New Center Provides International Development Opportunities for Law Students

law professors sit behind wooden lecturn

UC Law SF Lecturer Betsy Candler and Associate Dean Gail Silverstein joined international development expert Bob Dean in Kosovo to plan out an upcoming two-year grant project that will support Kosovar law faculties as they shift to a more analytical skills-based curriculum.

Over the last five years, UC Law SF has improved legal education programs in Africa and Central Asia, helped develop a law clinic in Haiti, and drafted legislative frameworks for sustainable fishing and farming in developing nations.

head shot of smiling white woman with dark hair and earings

UC Law SF Lecturer Jessica Vapnek is serving as director of the college’s new International Development Law Center.

Many of those projects were led by Jessica Vapnek, who, along with serving as associate dean of the MSL Program at UC Law SF, secured grants for various international projects.

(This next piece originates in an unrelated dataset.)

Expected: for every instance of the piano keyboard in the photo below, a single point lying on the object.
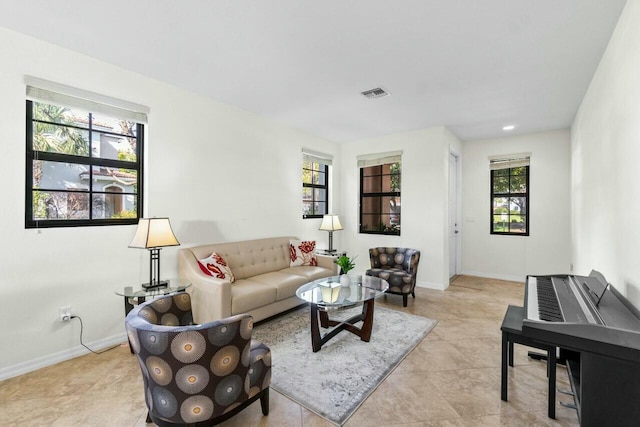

Now she will oversee such programs through the new International Development Law Center.

“I’m excited to continue sharing my international network with UC Law SF and inspire the next generation of international development professionals to tackle the world’s problems,” she said.

Goals for the new center, which opened this summer, include getting more students, faculty, and alumni involved in international projects, exposing law students to the world of international grants, and inspiring students to pursue careers in international development, Vapnek said.

Vapnek, who has decades of experience in international development, previously worked as a Peace Corps volunteer in the former Zaire and as a legal officer for the United Nations Food and Agriculture Organization in Rome.

Beyond helping to improve sustainability, food safety and legal education in developing nations, Vapnek said the grant-funded programs provide important experiential learning opportunities for law students.

UC Law SF student Margaret Von Rotz, JD ’23, researched and analyzed laws and policies in Tonga for a recent grant-funded international development project.

In one recent project, UC Law SF student Margaret Von Rotz, JD ’23, researched and analyzed laws and policies for small-scale fisheries in the island nation of Tonga. She compared them to United Nations guidelines as part of a project funded by The Pacific Community, an intergovernmental organization based in New Caledonia. “As someone with serious interests in international environmental law and indigenous human rights, this internship was perfect for me to explore those interests,” she said.

International grants also supported the creation of an LLM program at a law school in Uzbekistan and the evaluation of 33 LLM programs in Ethiopia. In two new projects, Vapnek said she is working with a team of faculty and students to support law faculties in Ghana and Kosovo as they shift to a more analytical skills-based curriculum.

Kate Bloch

UC Law SF Professor Kate Bloch led efforts to obtain U.S. Embassy grants to support the development of a legal clinic at a law school in Haiti that assists people detained in prison.

Vapnek also works collaboratively with other law professors, including UC Law SF Professor Kate Bloch, who led efforts to obtain grants from the U.S. Embassy in Haiti. The grants funded trainings and workshops that helped a Haitian law school — l’École Supérieure Catholique de Droit de Jérémie (ESCDROJ) – develop a legal clinic, which provides representation for Haitians in prison. Bloch said, “The grants furnished remarkable opportunities for our students to be significantly involved in critical work to support the rule of law and advance clinical legal education in a country that — except for the clinic at our partner law school — largely lacks clinical legal education.”

UC Law SF alumna and Ivory Coast native Grace Yao, LLM ’19, who presented and provided English-to-French translations during grant-funded seminars and workshops in Haiti and San Francisco, said it was a valuable experience for her and other students, “I think it’s very important for every law school to establish a program providing critical legal services to clients or persons in need because it helps students gain legal experience and because theoretical knowledge is not sufficient to be a good attorney.”